The final countdown is under way to the biggest change in the history of the Ironbridge Gorge Museum.
Story of how visionaries of the 1950s and 1960s laid the foundations for world-beating museum in the Ironbridge Gorge
Museum sites have closed in preparation for reopening under entirely new management, thanks to a takeover by the National Trust, which will mark the start of a new chapter in the museum’s story.
So let’s take a trip down memory lane to remember some of the key events over the years and the debt owed to the pioneers and visionaries who led the way in ensuring that industrial relics in the Ironbridge Gorge were saved for future generations - which was a near-run thing.
Ironbridge Gorge Museum was set up in October 1967 but had it not been for efforts in the years before then there might not have been much to showcase. Amazingly both the icon of the Industrial Revolution, the Iron Bridge itself, and the Darby furnace, seen as the birthplace of the Industrial Revolution as it was here in Coalbrookdale in 1709 that Abraham Darby I first successfully smelted iron using coke instead of charcoal as a fuel, might have disappeared.
There is a story that the Iron Bridge, which was then owned by Shropshire County Council, was once offered for scrap to a local company, Oakley Arnold of Broseley, so long as they would dismantle it. And in the early 1950s there was a serious danger that Darby’s furnace would be dismantled.

Happily the Iron Bridge - which is today owned by Telford & Wrekin Council and in the care of English Heritage - survived long enough for another revolution to take hold, in attitudes to industrial history, partly spurred by the historian Arthur Raistrick. His 1953 book "Dynasty of Ironfounders: The Darbys and Coalbrookdale" helped kindle interest in the relics and artifacts in the Ironbridge Gorge.
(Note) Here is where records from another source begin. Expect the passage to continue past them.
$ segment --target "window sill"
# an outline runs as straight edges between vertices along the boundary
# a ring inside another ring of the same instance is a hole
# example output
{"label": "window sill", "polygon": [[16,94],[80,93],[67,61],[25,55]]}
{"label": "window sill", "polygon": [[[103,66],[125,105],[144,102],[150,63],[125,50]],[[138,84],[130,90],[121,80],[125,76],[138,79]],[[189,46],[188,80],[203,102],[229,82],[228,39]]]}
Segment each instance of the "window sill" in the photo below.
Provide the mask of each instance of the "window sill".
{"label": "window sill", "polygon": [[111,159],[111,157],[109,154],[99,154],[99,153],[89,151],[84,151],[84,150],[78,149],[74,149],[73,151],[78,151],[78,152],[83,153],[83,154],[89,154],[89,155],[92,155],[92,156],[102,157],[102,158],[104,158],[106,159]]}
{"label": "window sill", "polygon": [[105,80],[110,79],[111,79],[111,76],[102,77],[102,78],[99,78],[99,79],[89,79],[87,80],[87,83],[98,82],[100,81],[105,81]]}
And it was the foresight of his friend Fred Williams, the boss of the Coalbrookdale Company, which led to the furnace site being excavated in 1958. Fred got the financial backing of Allied Ironfounders Ltd, the group of which the company was a part, to set up a small museum at Coalbrookdale in 1959.
That might have been all there was had it not been for the advent of Dawley New Town. Dawley Development Corporation, the body charged with creating the new town, was also interested in the area’s past, and did a survey of the industrial relics in the early 1960s.

On February 3, 1967, it convened a meeting to consider setting up a museum trust, and on October 15 that year the Ironbridge Gorge Museum was registered as a company.
In 1968 the Dawley New Town concept was expanded to become Telford New Town, and Telford Development Corporation gave crucial support to the embryonic museum.

There have been a series of milestones since. These include: 1971, Neil Cossons became first museum director; March 31, 1973, official opening of Blists Hill open air museum; 1977, Museum of the Year Award; 1978, European Museum of the Year award; November 1986, Unesco announcement that it had chosen the Ironbridge Gorge as a World Heritage Site, underlying its international importance.
To this can now be added 2026, with the bowing out of the charitable trust which, with the help of so many local volunteers, transformed a widespread and motley estate of ruins and relics into a museum of international standing.
National Trust - now it’s your turn.